L’emprunt 2014, dont 3,14 milliards ont été écoulés, a trouvé un rendement de 4,68% contre 3,87% lors de la précédente opération à 3 ans. Le Trésor a aussi levé 1,3 milliard à échéance 2021 et 2,47 milliards à échéance 2022 avec des rendements respectifs de 5,49% et 5,86%, contre 5,22 % lors d’une opération similaire le 30 août. Les taux italiens se sont encore écartés après l’adjudication.
Au total, en incluant des titres à taux variable, Rome a levé 7,9 milliards d’euros, mais le dernier trimestre s’annonce toujours aussi chargé pour le pays.

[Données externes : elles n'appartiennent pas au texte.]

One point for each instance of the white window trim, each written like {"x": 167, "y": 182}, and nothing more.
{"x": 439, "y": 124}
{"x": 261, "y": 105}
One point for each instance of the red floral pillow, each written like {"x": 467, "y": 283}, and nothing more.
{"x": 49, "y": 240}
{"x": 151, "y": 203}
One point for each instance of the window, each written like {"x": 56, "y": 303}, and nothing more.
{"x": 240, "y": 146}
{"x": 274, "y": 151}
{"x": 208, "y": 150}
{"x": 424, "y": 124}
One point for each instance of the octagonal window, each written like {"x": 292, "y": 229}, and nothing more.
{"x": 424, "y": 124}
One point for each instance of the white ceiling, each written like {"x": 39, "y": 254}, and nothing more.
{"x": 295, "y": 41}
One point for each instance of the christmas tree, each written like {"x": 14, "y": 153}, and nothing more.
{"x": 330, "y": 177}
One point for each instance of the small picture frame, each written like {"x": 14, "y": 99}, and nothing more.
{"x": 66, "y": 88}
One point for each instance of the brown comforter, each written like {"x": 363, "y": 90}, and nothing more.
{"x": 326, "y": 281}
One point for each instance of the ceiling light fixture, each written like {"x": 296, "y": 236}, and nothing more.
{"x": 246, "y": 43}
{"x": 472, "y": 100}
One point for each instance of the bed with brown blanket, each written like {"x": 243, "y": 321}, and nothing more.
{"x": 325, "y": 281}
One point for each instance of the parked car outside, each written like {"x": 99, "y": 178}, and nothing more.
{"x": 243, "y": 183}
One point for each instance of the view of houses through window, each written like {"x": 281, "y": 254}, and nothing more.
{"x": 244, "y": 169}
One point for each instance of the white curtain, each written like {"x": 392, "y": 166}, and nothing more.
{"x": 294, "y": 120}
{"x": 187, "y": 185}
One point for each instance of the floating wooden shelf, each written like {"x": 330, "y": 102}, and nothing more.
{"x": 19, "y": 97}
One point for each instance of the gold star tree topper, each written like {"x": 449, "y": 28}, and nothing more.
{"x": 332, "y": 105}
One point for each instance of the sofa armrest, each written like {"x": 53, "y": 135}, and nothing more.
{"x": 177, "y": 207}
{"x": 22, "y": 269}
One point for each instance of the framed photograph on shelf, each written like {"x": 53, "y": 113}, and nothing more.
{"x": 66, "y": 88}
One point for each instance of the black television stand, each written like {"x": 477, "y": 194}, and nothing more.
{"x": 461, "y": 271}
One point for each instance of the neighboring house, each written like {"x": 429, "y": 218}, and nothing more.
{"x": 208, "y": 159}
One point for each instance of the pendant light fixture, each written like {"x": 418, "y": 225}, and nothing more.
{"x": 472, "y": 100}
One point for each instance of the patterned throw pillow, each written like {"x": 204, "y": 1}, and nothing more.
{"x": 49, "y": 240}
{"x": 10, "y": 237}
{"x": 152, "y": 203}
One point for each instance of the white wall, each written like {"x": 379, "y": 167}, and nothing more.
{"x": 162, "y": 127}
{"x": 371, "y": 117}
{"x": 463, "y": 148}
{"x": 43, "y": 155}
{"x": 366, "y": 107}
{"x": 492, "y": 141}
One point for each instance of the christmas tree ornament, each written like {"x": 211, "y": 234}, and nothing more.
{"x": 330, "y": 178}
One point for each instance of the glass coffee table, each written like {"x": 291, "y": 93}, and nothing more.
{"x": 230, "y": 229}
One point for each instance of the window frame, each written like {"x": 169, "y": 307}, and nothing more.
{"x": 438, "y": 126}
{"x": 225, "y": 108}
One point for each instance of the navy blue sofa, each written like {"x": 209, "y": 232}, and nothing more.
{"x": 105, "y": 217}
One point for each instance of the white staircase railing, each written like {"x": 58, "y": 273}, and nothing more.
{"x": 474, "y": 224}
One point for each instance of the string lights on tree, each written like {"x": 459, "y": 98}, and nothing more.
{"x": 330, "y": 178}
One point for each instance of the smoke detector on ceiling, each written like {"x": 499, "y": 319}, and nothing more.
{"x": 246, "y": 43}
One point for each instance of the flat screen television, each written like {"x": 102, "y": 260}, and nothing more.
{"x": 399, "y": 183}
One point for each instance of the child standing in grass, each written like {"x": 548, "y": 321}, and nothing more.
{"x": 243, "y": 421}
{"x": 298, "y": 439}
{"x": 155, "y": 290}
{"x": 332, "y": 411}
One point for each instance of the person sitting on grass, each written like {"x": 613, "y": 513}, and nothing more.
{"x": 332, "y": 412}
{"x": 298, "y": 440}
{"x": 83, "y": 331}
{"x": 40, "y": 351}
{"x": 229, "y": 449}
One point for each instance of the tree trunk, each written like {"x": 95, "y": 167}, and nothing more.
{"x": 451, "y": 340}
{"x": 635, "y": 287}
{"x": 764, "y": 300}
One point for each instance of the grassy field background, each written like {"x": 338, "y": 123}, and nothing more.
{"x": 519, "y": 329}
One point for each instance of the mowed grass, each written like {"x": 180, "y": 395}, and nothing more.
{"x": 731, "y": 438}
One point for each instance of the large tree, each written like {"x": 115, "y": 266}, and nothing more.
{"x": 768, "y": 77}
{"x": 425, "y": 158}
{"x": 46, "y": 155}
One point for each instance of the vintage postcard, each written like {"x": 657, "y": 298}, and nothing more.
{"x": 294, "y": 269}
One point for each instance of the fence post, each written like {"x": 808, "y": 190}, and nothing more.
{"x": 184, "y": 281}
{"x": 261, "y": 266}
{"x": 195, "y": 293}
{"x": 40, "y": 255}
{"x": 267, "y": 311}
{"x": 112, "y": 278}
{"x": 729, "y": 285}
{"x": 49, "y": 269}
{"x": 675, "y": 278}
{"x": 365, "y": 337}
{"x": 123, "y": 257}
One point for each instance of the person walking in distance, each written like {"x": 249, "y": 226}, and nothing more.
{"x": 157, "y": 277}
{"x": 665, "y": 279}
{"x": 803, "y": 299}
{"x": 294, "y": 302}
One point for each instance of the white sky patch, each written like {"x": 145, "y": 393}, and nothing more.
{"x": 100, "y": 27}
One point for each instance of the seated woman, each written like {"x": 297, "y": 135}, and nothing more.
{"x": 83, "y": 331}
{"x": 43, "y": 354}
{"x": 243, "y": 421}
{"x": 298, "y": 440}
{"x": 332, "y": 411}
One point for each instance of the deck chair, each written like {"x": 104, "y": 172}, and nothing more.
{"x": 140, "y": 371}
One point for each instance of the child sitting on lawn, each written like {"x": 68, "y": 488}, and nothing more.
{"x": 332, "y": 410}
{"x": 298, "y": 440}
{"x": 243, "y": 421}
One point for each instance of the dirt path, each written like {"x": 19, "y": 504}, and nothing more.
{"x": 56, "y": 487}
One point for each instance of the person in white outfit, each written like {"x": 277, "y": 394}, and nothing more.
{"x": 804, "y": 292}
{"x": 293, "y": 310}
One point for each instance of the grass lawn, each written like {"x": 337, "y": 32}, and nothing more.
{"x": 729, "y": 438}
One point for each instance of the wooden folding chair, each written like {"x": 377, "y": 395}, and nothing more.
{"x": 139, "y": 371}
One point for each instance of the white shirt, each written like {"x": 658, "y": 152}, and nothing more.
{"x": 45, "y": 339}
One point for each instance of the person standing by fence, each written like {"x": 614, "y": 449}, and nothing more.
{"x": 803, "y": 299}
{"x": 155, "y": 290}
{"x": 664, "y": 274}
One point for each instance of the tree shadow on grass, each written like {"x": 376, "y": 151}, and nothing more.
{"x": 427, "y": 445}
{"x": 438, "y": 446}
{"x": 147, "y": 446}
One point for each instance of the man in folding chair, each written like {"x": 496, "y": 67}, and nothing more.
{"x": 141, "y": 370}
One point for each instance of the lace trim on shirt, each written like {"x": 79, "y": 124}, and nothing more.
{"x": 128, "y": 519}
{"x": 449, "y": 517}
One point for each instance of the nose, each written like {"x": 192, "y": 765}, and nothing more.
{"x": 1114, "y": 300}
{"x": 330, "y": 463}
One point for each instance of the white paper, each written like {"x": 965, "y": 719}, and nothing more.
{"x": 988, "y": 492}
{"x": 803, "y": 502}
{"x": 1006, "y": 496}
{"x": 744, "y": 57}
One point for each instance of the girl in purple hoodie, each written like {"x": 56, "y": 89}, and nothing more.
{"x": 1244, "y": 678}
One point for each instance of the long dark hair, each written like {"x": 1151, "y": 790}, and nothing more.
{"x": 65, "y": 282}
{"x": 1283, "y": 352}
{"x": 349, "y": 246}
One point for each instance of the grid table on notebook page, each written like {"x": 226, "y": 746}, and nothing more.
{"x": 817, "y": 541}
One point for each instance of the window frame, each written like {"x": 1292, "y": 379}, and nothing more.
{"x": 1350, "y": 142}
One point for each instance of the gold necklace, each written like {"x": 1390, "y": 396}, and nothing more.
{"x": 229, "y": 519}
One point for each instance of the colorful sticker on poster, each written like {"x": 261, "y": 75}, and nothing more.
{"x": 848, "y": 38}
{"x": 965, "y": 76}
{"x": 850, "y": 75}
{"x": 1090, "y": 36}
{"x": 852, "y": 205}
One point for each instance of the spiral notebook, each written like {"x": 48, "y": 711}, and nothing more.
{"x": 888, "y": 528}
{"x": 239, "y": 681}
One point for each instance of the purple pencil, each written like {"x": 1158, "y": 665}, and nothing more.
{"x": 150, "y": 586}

Des grands pays de la zone euro, l’Italie est le moins avancé dans son programme de refinancement 2011, réalisé à 70% environ. Il lui reste encore la bagatelle de 67 milliards d’euros à trouver d’ici à fin de l’année.
Les conditions de financement du Trésor italien reposent en partie sur la bonne volonté de la BCE. La banque centrale européenne s’est résolue cet été à racheter la dette de l’Italie sur le marché secondaire à condition que le gouvernement Berlusconi s’engage à voter avant la fin septembre une série de réformes, détaillées précisément dans un courrier envoyé le 5 août et co-signé par Jean-Claude Trichet et son futur successeur, Mario Draghi. Si l’intervention de l’institution a permis de ramener les taux à 10 ans italiens autour de 5,60%, ses achats sont à la baisse pour la deuxième semaine consécutive. La BCE a acquis 3,95 milliards d’euros de dettes périphériques entre le 16 et le 23 septembre, contre près de 14 et de 10 milliards les deux semaines précédentes.
En gage de sérieux, le ministre de l’Economie Giulio Tremonti a indiqué hier que le pays pourrait facilement mobiliser 40 milliards d’euros grâce à 30 milliards de cessions immobilières et 10 milliards de ventes de permis carbone. Ces déclarations intervenaient dans le cadre d’un séminaire sur le patrimoine de l’Etat et des administrations publiques. Celui-ci a été évalué pour l’occasion à 1.815 milliards d’euros, dont 425 milliards de biens immobiliers et 132 milliards de parts dans des sociétés cotées ou non. De quoi couvrir intégralement une dette de 1.843 milliards à fin 2010, selon les chiffres du Trésor italien.